Of course a chat scanner is useless! Whoever keeps a tab about encryption or privacy on the web knows that. So that’s settled.
Uh, sorry? The European Union wants to force the scanning of every private message, picture or video we exchange on messaging applications? That will protect our children against abusers, they say? Aaaaaawwwwww maaaaaaan, here we go again.
Dear EU, listen to me very carefully. It. Will. Not. Work.
TL;DR; If someone needs to hide something, he can encrypt it outside the messaging App. And you won’t be any wiser. On the other hand, the chat scanner will trump legitimate Human Rights and create endless annoyances to users.
That should be clear enough. But if you still don’t get it, read what follows.
The right to a private conversation
Once upon a time, chats would essentially behave like a forum with some authorization on top of it. They didn’t feature any encryption. They were nice, but people with the right accesses could read your messages. Persons like system administrators, or hackers.
Then someone thought privacy was a Human Right. Hey, that’s you, European Commission! Thank God, encryption allows us to enforce that privacy on messaging systems. Why? Because with end-to-end encrypted chats, only the endpoint (the persons chatting) can decrypt the exchanged information. When done well, even system administrators cannot read your secret stuff. Now that’s what I call privacy!
The Chat Scanner Is Useless
Truth is, this scanning system not only will bring a heap of false positives: it will undermine the whole concept of end-to-end encryption. To understand that, you must understand how the chat scanner works. When you send a picture, your messaging App would first hash the picture. In short, it generates a fingerprint of that picture. Then it asks the server “does that fingerprint match anything from a database of child exploitation imagery fingerprints”. If it matches a list of “forbidden fingerprints”, the system can block the image.
It Breaks Encryption
Hold on, how do you build that database of forbidden fingerprints? You take a bad picture, you hash it and you add it to the database. Right, but what if someone adds a picture of, say, the Statue of Liberty in there? Well I fix the database: I open the list of fingerprints in there and… ah… uuuh. There it is: I can add pictures to have a list of fingerprints, BUT, I cannot see what picture the fingerprint matches to! So how can I fix the database?

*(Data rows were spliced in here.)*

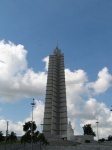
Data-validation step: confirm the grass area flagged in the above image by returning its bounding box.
[0,140,21,145]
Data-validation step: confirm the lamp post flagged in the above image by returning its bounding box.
[31,99,35,150]
[110,106,112,111]
[96,119,99,140]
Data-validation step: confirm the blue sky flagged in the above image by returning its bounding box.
[0,0,112,136]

Fact is, you cannot distinguish a hash of a despicable picture from a hash of a legitimate one. What if a government orders service providers to add a series of hashes, without providers knowing what picture the fingerprints refer to? We get censorship! Che Guevara? Nein! L’origine du monde? Nein, Nein. A picture of Obama? What if those pictures DO become prohibited by the hash/fingerprint database?
That’s scary stuff!
It gets worse: what if the server could actually know what image generated the hashes in that database? Then the server (and the persons managing it) could know what image you exchanged! Maybe not a photo you took (then again), but it could identify a well-known picture of Sasha Baron Cohen. It knows you exchanged that fingerprint, so it knows you discuss Sasha Baron Cohen. It has effectively broken encryption.
You could apply the same principles to text messages. A scanner could check hashes of some words against a database, to see whether the user is using red-flagged words. That means not only Google, Apple, Facebook will know which pictures you exchange, they will also know what you’re discussing about. End-to-end encryption is broken again. Will they be clever enough to distinguish between “That tune is da bomb!” and “I’m building the bomb”? I have doubts about it.
Really, It Is Useless
But say that you, dear European Commission, finds the ultimate way to keep these hashes unidentifiable… You want to stop child abusers, right? Well, you won’t be able to.

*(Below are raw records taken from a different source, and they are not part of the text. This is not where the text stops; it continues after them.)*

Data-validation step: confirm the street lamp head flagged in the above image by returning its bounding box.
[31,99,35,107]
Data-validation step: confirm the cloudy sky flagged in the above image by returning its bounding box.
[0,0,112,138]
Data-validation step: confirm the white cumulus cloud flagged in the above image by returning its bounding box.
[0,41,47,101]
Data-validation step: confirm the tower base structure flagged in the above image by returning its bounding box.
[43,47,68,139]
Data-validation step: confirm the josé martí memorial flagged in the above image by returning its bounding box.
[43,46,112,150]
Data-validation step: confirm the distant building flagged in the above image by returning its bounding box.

Because anyone who wants to hide something just needs to encrypt it… before sending it with a messaging system! Any child abuser can go here or here, encrypt a whole load of despicable pictures, and send them as encrypted characters using WhatsApp. In fact, let’s just use any open forum, and put the stuff there! Encrypt your files, copy-paste the gibberish in there and voilà: anyone you’ve shared the decryption key will be able to get the content.
So you see Dear European Commission, the chat scanner is useless indeed. It will mainly bother legit users who want to have a legitimate, private discussion. As for child abusers, they will happily keep on exchanging their content without being bothered. And yes, I do agree it’s a horrible state of affairs. But chat scanners won’t solve it.